このたびの広域にわたる西日本の水害・土石流災害に被災された皆様、心よりお見舞い申し上げます。
行方不明者の捜索も続いている現況に胸が痛むばかりですが、泥出し、片付けなどが徐々に進み始める中で、「当地には土壁住宅が多くある。土壁の補修はどうすればよいのか教えてほしい」というご相談をお受けしました。
そこで早速ですが、岡山、広島、島根、鳥取、愛媛、高知など、土壁の住宅建物の多い地域、被災者の皆様に、被災建物の修復の一コマ、土壁の修復にポイントを絞って、被災後の対策にかかる情報をここで共有させていただきます。 この時期この段階、「うちはこんな程度ではない!」「泥水に浸かった家にきれいごとは不要!」とお叱りを受けるのを覚悟の上での、投稿であることをどうかお許しください。

被災した土蔵・土壁の家再生可能性small
下地の補修から土壁の修復まで、四コマレクチャsmall


すでにご存じの方も多いことですが、同時多発広域にわたる被災と職人不足は、熊本地震被災地においても依然として深刻です。 その現状は2年を超えても依然として続いており、長期的な視点での粘り強い取り組みが望まれるところです。
つまり一気呵成に進めようとするのではなく、救命救急〜応急対応〜暫定対応(修復に向けた調査・修復計画)〜本格復興へと、段階的な復興タイムラインを意識すること。 とくに災害発生の初動においてこのような長期戦になることを意識しつつ、災害発生時の初動、とくにものの道理にも通じた冷静な専門家としての助言や過去の教訓が功を奏すると思います。 復興初動の軸足を誤っては、逆に成るものも成らなくなってしまうのです。
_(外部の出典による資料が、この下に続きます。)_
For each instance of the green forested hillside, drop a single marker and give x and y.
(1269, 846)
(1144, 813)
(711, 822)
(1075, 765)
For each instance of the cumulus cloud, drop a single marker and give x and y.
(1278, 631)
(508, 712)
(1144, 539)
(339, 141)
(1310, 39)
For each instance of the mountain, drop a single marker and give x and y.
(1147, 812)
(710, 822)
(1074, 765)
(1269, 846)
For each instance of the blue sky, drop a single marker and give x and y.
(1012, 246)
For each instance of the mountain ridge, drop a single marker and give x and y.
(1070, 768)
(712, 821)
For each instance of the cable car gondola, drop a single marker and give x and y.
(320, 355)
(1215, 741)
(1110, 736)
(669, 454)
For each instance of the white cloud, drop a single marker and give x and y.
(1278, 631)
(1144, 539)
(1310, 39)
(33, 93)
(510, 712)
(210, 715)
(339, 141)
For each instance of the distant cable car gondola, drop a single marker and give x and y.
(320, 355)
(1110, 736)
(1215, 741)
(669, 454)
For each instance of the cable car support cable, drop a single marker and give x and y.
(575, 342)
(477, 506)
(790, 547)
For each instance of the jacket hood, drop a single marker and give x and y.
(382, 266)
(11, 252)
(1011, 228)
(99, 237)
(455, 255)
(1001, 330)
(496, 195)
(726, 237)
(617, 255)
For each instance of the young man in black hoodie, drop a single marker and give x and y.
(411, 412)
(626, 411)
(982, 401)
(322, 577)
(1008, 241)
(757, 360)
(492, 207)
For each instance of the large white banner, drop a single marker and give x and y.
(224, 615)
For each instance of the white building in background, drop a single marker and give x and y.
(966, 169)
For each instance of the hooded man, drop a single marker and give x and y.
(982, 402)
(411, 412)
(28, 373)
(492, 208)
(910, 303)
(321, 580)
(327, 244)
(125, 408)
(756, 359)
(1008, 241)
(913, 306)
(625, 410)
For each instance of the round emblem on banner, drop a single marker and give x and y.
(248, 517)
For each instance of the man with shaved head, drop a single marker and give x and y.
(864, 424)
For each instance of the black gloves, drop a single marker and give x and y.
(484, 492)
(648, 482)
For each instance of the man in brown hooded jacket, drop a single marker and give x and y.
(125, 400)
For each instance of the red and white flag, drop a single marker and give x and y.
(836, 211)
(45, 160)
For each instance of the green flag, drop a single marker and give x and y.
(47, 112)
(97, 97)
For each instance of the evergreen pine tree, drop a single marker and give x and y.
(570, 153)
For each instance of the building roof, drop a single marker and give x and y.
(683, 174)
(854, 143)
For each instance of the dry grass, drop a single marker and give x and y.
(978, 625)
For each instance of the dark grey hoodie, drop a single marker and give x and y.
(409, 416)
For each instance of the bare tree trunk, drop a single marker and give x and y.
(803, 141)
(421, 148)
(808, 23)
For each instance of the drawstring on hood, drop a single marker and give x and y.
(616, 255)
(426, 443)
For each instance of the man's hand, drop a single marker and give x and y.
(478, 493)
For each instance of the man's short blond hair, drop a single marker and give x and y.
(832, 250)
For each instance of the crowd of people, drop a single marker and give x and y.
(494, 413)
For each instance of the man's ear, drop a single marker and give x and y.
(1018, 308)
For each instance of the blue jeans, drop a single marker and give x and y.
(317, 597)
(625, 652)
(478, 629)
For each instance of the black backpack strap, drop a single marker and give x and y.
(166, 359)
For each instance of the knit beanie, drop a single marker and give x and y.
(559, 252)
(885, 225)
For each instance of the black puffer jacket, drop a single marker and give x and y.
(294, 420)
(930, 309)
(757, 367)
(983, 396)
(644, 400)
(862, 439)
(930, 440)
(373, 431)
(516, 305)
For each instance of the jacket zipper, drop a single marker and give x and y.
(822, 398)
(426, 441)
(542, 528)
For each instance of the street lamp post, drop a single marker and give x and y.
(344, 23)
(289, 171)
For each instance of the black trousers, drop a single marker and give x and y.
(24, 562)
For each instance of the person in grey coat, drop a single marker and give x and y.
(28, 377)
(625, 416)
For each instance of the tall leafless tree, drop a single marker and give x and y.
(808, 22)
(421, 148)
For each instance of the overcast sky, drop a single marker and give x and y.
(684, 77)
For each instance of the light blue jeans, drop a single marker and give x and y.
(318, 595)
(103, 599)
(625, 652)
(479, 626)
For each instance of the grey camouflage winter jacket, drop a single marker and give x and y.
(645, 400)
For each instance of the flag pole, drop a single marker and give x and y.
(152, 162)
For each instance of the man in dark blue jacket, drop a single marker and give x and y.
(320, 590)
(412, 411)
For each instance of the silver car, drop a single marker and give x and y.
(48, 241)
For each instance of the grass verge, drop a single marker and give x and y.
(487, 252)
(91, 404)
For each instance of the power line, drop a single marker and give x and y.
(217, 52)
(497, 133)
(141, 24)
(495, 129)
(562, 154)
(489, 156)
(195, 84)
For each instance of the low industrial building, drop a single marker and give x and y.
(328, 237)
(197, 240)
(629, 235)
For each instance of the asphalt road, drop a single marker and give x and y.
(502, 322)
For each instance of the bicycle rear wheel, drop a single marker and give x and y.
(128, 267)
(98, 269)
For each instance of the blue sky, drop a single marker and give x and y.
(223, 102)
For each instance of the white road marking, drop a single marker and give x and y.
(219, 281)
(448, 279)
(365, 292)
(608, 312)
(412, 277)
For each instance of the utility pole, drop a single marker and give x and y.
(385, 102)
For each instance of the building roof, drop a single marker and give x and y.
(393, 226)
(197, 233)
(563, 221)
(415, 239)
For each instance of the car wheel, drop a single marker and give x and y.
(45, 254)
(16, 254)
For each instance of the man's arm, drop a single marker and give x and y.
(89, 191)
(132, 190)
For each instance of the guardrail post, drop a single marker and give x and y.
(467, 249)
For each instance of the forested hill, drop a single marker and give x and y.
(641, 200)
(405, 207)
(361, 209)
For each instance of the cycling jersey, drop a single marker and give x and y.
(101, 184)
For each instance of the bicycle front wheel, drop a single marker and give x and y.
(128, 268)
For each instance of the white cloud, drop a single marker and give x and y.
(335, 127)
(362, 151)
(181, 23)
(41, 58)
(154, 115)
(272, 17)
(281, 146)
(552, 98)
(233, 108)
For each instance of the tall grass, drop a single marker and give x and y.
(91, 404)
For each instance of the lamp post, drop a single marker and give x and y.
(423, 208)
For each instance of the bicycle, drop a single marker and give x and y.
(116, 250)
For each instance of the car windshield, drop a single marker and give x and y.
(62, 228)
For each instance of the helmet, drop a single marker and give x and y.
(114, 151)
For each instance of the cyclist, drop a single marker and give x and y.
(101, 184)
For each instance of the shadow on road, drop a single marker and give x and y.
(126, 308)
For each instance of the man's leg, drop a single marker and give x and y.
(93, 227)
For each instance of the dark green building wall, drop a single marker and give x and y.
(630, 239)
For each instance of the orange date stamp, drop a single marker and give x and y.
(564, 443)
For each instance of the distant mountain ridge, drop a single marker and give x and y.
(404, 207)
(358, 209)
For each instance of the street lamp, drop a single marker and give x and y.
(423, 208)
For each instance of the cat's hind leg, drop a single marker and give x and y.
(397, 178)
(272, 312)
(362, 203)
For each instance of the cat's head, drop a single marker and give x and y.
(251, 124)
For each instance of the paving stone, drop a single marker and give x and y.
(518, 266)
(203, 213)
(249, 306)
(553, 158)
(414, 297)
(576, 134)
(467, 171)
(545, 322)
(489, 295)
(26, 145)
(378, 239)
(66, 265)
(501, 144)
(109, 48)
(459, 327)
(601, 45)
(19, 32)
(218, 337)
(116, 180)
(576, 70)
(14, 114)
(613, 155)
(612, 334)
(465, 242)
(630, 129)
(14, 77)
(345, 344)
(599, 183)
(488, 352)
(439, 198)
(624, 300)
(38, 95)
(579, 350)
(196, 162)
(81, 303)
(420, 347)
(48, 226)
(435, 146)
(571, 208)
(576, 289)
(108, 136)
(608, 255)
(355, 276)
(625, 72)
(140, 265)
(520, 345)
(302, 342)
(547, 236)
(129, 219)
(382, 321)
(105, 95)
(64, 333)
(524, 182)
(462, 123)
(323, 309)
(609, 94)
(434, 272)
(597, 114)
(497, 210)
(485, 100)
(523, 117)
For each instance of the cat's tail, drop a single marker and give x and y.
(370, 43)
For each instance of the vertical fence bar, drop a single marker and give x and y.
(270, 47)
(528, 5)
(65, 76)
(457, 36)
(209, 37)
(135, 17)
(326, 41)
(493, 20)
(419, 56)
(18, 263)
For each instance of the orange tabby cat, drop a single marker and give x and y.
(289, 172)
歴史を受け継いできた伝統的な建物は、構造がシンプル。 真壁構造であれば軸組の健全性は容易に目視できます。 またグラスウールなどの断熱材が入っていなければ、比較的乾燥も容易と言えます。 床板もタタミ下地板を外せば、フローリングのはられた現代的な住宅よりも、泥の入った床下の掃除も比較的容易に行うことができます。 古さを理由に壊すにはしのびない、伝統的な構法の家には修復する上では多くのメリットがあることも忘れてはなりません。